Un employeur ne peut remettre en cause la candidature d’un salarié au CSE, seulement dans un cadre précis
A travers ses nombreuses dispositions, le code du travail protège différents types de salariés, en leur appliquant des dispositions particulières. Parmi ces salariés « protégés », l’on trouve les représentants du personnel au CSE, qui du fait de leurs fonctions représentatives s’exposent dans l’entreprise. Cependant, si les élus bénéficient d’une protection spéciale, du fait de cette exposition auprès de l’employeur, il en est également de même pour les salariés qui se portent candidats lors des élections professionnelles, même s’ils n’ont pas été élus.
La protection du candidat aux élections professionnelles :
L’article L2411-7 du code travail dispose que « l’autorisation de licenciements est requise pendant six mois pour le candidat, au premier ou au deuxième tour, aux fonctions de membre élu de la délégation du personnel du comité social et économique, à partir de la publication des candidature. La durée de six mois court à partir de l’envoi par lettre recommandée de la candidature de l’employeur.
Cette autorisation est également requise lorsque la lettre du syndicat notifiant à l’employeur la candidature aux fonctions de membre élu à la délégation du personnel du comité social et économique a été reçue par l’employeur ou lorsque le salarié a fait la preuve que l’employeur a eu connaissance de l’imminence de sa candidature avant que le candidat ait été convoqué à l’entretien préalable au licenciement ».
Dès lors, à partir du moment où il se porte candidat aux élections professionnelles, le salarié concerné bénéficie d’une protection spéciale contre le licenciement, qui sera difficile à remettre en cause par l’employeur.
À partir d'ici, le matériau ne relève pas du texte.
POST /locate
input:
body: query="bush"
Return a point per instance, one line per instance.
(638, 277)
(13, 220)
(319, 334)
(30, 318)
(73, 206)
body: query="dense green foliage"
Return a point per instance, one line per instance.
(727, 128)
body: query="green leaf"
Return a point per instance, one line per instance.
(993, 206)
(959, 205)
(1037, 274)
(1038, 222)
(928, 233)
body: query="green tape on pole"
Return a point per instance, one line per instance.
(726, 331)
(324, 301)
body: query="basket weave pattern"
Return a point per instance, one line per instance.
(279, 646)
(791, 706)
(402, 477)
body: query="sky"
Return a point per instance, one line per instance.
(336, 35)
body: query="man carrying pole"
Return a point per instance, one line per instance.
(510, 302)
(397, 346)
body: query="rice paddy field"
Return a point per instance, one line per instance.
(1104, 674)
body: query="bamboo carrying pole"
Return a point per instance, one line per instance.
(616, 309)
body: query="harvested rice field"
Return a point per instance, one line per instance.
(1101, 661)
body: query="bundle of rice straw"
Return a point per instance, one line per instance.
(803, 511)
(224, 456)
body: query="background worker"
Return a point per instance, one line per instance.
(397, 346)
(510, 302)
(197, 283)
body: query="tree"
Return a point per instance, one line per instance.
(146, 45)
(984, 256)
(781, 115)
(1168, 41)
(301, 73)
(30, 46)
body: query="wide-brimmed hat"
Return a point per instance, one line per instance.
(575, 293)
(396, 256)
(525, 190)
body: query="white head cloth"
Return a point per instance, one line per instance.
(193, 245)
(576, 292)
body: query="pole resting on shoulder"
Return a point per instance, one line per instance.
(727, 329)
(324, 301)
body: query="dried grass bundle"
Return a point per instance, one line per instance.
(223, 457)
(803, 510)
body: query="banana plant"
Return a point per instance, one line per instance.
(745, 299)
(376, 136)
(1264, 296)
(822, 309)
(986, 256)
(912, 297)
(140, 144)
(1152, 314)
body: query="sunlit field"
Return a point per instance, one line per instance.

C’est ce à quoi a dû faire face un salarié, dans l’arrêt du 18 octobre 2023, n°22-11.339.
Une suspicion de manipulation de la protection spéciale du candidat aux élections professionnelles :
Dans les faits de l’espèce, un salarié s’était porté candidat aux élections professionnelles de son entreprise la veille de la réception d’un courrier de convocation à un entretien préalable à licenciement. Peu de temps après, l’employeur a fait le choix de licencier ce même salarié.
De ce fait, le salarié concerné avait décidé de remettre en cause le licenciement qu’il avait subi. Dans, son raisonnement, l’employeur ne pouvait pas le licencier sans obtenir au préalable l’autorisation de l’inspection du travail, puisque du fait de sa candidature, celui-ci bénéficiait d’une protection spéciale.
De son coté, l’employeur prétendait que la candidature du salarié résultait d’une manipulation de sa part, afin de bénéficier du statut protecteur pour éviter le licenciement. Pour lui, il n’avait aucune réelle intention de devenir un membre de la délégation du personnel au CSE, son seul objectif était d’éviter le licenciement.
Ici, les juges du fond avaient statué en faveur de l’employeur. En effet, ils avaient estimé que le salarié ne pouvait pas revendiquer la protection en raison de la présentation de sa candidature peu de temps avant la rédaction du protocole d’accord préélectoral. Ils avaient également relevé que le salarié s’était déclaré candidat dans le seul but de se protéger avant une éventuelle rupture de son contrat de travail ?
Peu importe la raison, le candidat est protégé si la candidature aux élections est valide :
Dans le cas qui s’est présenté devant la chambre sociale de la Cour de Cassation, l’employeur avait soupçonné une candidature frauduleuse, mais il ne l’avait pas contesté conformément aux dispositions légales en vigueur.
En effet, l’article R2324-24 du code du travail permet à l’employeur, dans un délai de 15 jours suivant l’élection ou la désignation, de contester la régularité de la candidature, notamment s’il pense que celle-ci est frauduleuse et n’a pour seul but d’échapper à un licenciement.
Ainsi, un employeur est tout à fait en droit de contester la candidature d’un salarié, néanmoins, s’il entend la contester, il doit le faire dans le respect des dispositions légales en vigueur. S’agissant d’une contestation relatives aux opérations électorales et à leur régularité, le délai laissé à l’employeur, s’il entend contester, est de 15 jours. S’il ne le fait pas, il ne peut pas s’appuyer sur l’existence d’une manœuvre frauduleuse pour écarter la protection spéciale contre le licenciement dont bénéficie le salarié-candidat.
C’est donc ce qu’a rappelé la Cour de Cassation dans son arrêt du 18 octobre 2023. Si l’employeur avait voulu contester la candidature du salarié, il aurait dû le faire dans le délai de forclusion de 15 jours. Sans respect de ce délai, le salarié peut alors bénéficier de la protection spéciale du salarié-candidat.